The works in the two exhibitions, which run in Bern and the German city of Bonn until March, are just a small fraction of the more than 1,500 pieces discovered in 2012 in the possession of Cornelius Gurlitt.

His father, Hildebrand Gurlitt, worked as an art dealer for the Nazis starting in 1938.

The discovery of the stash made headlines around the world and revived an emotional debate about how thoroughly postwar Germany had dealt with art plundered by the Nazi regime.

"At last it is out of hiding," the German weekly Die Zeit said about the collection, noting that "for the first time it will be possible to view what many have spoken and written about in the past few years, without being able to see it so far."

The show, split between the two museums, is the result of years of disputed research into Gurlitt's collection, which was discovered in the course of a tax probe.

Inspectors found the works in Gurlitt's Salzburg home and his cluttered Munich apartment, many in poor condition, unframed and mouldy.

"With these two exhibitions, we wish to pay homage to the people who became victims of the National Socialist art theft, as well as the artists who were defamed and persecuted by the regime as 'degenerate'," Rein Wolfs and Nina Zimmer, directors of the Kunsthalle Bonn and the Kunstmuseum Bern, respectively, said in a statement.

Legal tangles

Gurlitt, who died in 2014 at the age of 81, was described in the press as a recluse who lived off of the sale of his collection, valued in the millions of euros.
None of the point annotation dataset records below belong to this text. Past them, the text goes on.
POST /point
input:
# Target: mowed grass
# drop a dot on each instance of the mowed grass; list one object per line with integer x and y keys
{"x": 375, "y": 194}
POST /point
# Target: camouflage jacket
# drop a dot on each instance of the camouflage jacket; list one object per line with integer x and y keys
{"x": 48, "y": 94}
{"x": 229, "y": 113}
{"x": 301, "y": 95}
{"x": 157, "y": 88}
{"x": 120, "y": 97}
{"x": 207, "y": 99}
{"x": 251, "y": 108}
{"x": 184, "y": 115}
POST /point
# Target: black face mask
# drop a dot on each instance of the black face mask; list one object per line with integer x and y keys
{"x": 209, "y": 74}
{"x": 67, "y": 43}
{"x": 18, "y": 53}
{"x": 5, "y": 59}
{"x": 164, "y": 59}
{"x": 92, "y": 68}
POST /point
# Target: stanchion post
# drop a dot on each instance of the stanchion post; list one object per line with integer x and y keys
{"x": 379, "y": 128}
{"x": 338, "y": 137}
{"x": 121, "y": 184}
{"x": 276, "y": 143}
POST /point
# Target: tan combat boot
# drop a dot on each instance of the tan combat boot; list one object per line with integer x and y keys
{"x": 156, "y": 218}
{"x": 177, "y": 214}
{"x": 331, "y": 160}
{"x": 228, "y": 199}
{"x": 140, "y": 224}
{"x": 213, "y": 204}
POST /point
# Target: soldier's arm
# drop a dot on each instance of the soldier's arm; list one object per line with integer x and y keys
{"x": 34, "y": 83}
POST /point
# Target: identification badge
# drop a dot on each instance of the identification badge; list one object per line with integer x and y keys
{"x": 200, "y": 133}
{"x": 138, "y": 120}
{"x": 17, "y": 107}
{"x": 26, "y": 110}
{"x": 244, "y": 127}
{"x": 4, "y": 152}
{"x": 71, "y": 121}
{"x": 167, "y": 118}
The exhibition in Bern will focus on modern works which were classified by the Nazis as "Degenerate Art" in 1937 and confiscated for sale abroad.

In Bonn, the show will present art that was looted from victims of the Nazi regime and works whose provenance has not yet been established.

The exhibits themselves have prompted difficult legal tangles.

When Gurlitt died he left more than 1,500 artworks to the Bern museum.

It accepted the collection, though it left about 500 works in Germany so that a government task force could research their often murky origins.

But determining their provenance has been slow, and it is not yet clear how many of these works were stolen.

Researchers have definitively identified just six works of art as looted from Jewish owners.

Cezanne behind a cupboard 

Four, including Max Liebermann's "Riders on the Beach" and Henri Matisse's "Seated Woman", have now been returned to their heirs.

And last week, the German Lost Art Foundation said it had identified a painting by Thomas Couture as belonging to French Jewish politician and resistance leader Georges Mandel.

Other families have also tried to lay claims to works.

Relatives of Paul Cezanne have asked for the return of "La Montagne Sainte Victoire," a painting found in Gurlitt's Salzburg house behind a cupboard.

"It is not yet clear how the work came into Hildebrand Gurlitt's possession," Marcel Bruelhart, vice president of the Kunstmuseum Bern foundation, told the Frankfurter Allgemeine Zeitung.

One of Gurlitt's cousins also contested the donation of works to the Bern Museum, claiming that Gurlitt had not been of sound mind when he wrote his will.

Her appeal was thrown out by a German court last December, clearing the way for the current exhibitions.